Marc_Sevaux · May 15, 2020, 6:40am

Great, so fast

Marc_Sevaux · May 18, 2020, 11:46am

To conclude the topic, if this can help others, here is the script I’ve written to calculate basic statistics from a standard input (in csv format):

#!julia
# Basic statistics from a piped input (a list of figures in csv format)
# Take input file as column of figures, csv format
using Statistics # call the right package

precision=2 # set precision
lines = readlines(stdin) # reading lines from the standard input
s = split.(lines,",") # split lines from the input (with coma as separator)
# be careful the output is an array of arrays
(m,n) = (length(s),length(s[1])) # get dimensions
res = ones(m,n) # create an array of Floats of the right dimension
# read the input split data and fill the Float array
for j = 1:m
  for i = 1:n
    res[j,i] = parse(Float64,s[j][i])
  end
end
# for each column calculate the basic statistics
for i = 1:size(res,2)
  if size(res,2)>=2 # print column identifier for more than one column
    print("col $i ")
  end
  println("[Min:",minimum(res[:,i])," Max:",maximum(res[:,i])," Avg:",round(mean(res[:,i]),digits=precision)," Sum:",sum(res[:,i])," Std:",round(std(res[:,i]),digits=precision)," Med:",round(median(res[:,i]),digits=precision),"]")
end

Save this script in a file called bstats (basic stats), give rights to execute it
Usage is very simple:

cat <mycsvfile>.csv | bstats

Enjoy.

dpsanders · May 18, 2020, 3:45pm

You could also pass the filename as an argument to the Julia script:

julia my_stats.jl data.csv

Command-line arguments are stored in the variable ARGS.
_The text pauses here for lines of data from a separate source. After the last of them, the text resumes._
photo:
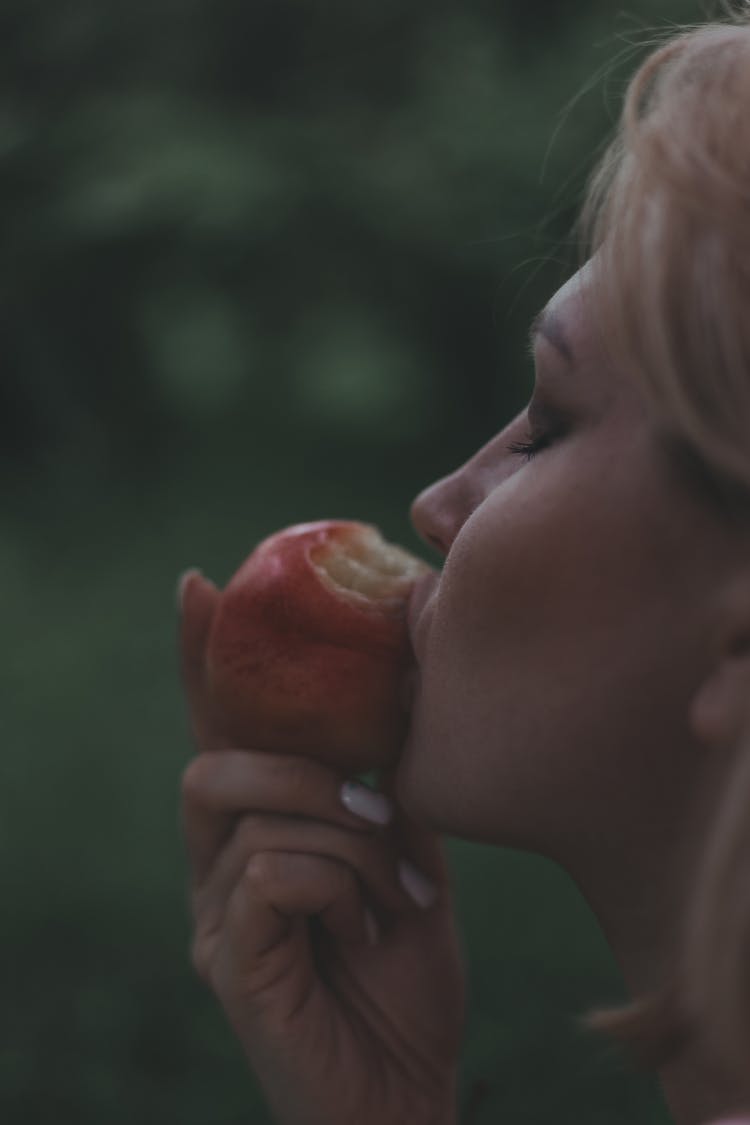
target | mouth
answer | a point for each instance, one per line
(422, 593)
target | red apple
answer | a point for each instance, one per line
(307, 647)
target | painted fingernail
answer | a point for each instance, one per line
(181, 583)
(364, 802)
(371, 927)
(417, 885)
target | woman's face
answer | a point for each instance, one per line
(561, 646)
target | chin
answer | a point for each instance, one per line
(423, 789)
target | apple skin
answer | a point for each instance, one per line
(297, 664)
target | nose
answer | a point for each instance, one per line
(440, 511)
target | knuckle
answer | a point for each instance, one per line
(262, 870)
(299, 780)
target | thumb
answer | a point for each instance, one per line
(416, 839)
(197, 602)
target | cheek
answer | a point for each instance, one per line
(548, 675)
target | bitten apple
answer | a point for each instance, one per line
(308, 646)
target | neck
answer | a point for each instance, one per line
(640, 915)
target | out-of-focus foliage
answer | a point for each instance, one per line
(260, 261)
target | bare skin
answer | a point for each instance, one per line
(587, 620)
(577, 664)
(336, 1028)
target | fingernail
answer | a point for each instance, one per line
(417, 885)
(364, 802)
(371, 927)
(181, 584)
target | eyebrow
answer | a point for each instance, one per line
(548, 324)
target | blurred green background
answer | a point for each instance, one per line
(260, 262)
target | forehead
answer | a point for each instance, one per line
(574, 306)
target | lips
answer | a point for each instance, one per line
(422, 594)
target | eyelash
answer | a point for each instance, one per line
(531, 447)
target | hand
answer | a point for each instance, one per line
(336, 1029)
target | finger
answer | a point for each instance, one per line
(278, 888)
(219, 786)
(198, 601)
(373, 863)
(417, 840)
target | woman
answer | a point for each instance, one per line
(584, 676)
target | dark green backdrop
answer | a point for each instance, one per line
(260, 262)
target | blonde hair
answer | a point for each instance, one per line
(666, 224)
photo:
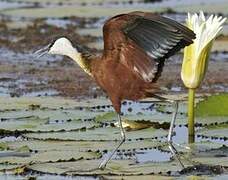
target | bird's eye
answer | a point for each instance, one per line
(51, 44)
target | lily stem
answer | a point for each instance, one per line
(191, 116)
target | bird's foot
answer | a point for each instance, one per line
(102, 165)
(175, 153)
(181, 146)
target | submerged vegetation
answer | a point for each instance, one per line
(53, 122)
(65, 137)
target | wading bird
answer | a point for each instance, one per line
(135, 48)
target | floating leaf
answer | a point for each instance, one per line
(215, 105)
(99, 134)
(115, 167)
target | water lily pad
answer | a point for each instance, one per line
(83, 146)
(115, 167)
(98, 134)
(215, 131)
(215, 105)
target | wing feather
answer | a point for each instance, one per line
(143, 41)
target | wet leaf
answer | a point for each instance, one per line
(99, 134)
(215, 105)
(115, 167)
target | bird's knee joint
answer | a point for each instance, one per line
(123, 139)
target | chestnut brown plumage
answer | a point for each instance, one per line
(135, 48)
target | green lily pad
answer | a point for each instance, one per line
(115, 167)
(215, 105)
(98, 134)
(215, 131)
(82, 146)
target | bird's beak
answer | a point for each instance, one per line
(43, 51)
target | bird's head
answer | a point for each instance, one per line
(61, 46)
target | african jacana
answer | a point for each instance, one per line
(135, 48)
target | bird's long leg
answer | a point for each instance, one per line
(171, 147)
(123, 137)
(172, 124)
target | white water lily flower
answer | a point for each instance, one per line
(196, 55)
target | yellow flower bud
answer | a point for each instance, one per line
(196, 55)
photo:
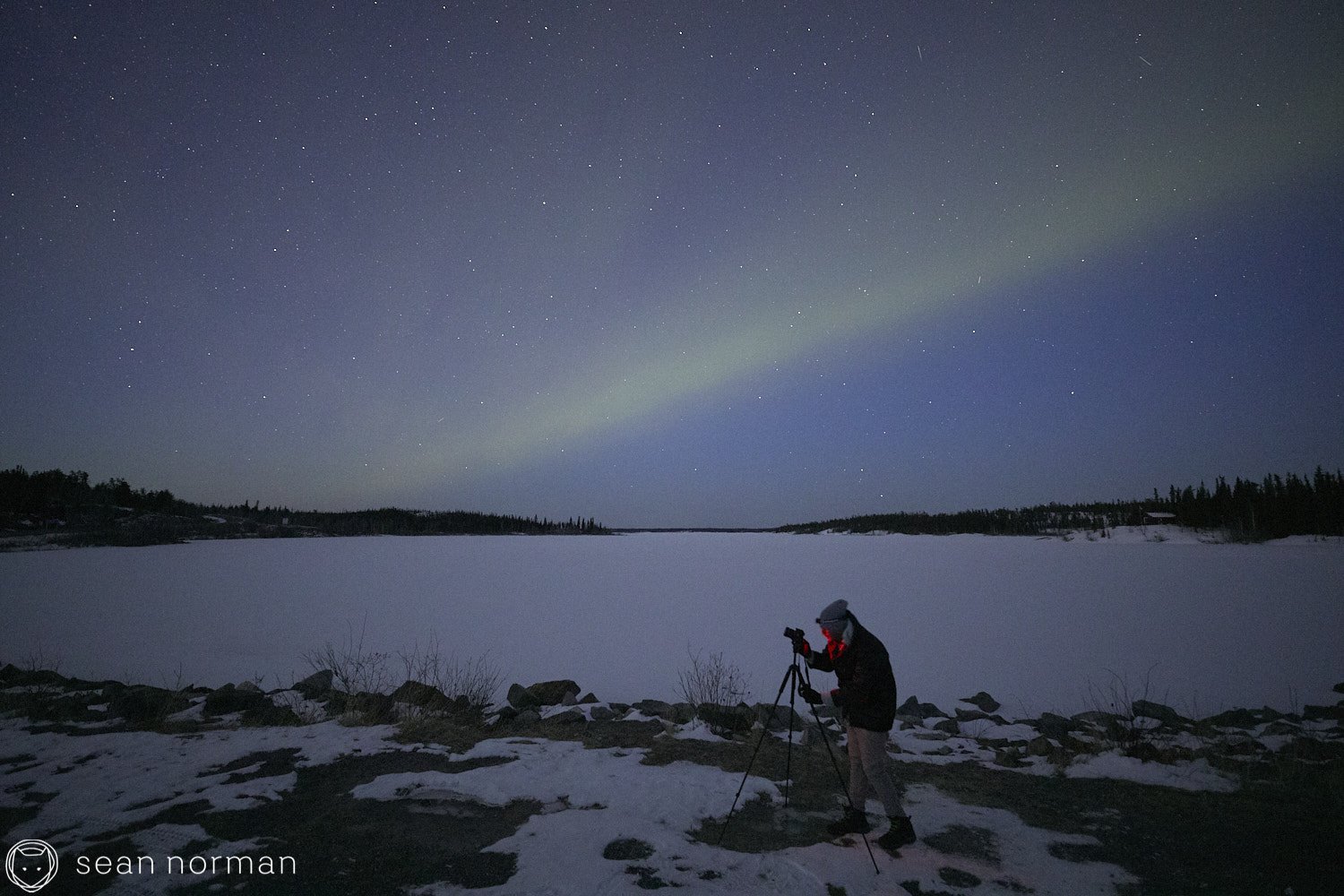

Marc_Sevaux · May 18, 2020, 3:53pm

Yes, but most of the time the input file is gathered from a long list of commands (grep, cut, sed, …). Thanks for you initial help.

rdeits · May 18, 2020, 4:04pm

You can also use the built-in DelimitedFiles package to parse CSV data directly, without having to do your own splitting and parsing:

$ echo "1, 2, 3, 4" | julia -e "using DelimitedFiles; @show readdlm(stdin, ',')"
readdlm(stdin, ',') = [1.0 2.0 3.0 4.0]

dpsanders · May 18, 2020, 10:14pm

You can also use awk for this kind of thing if you just want to stay in Unix-land.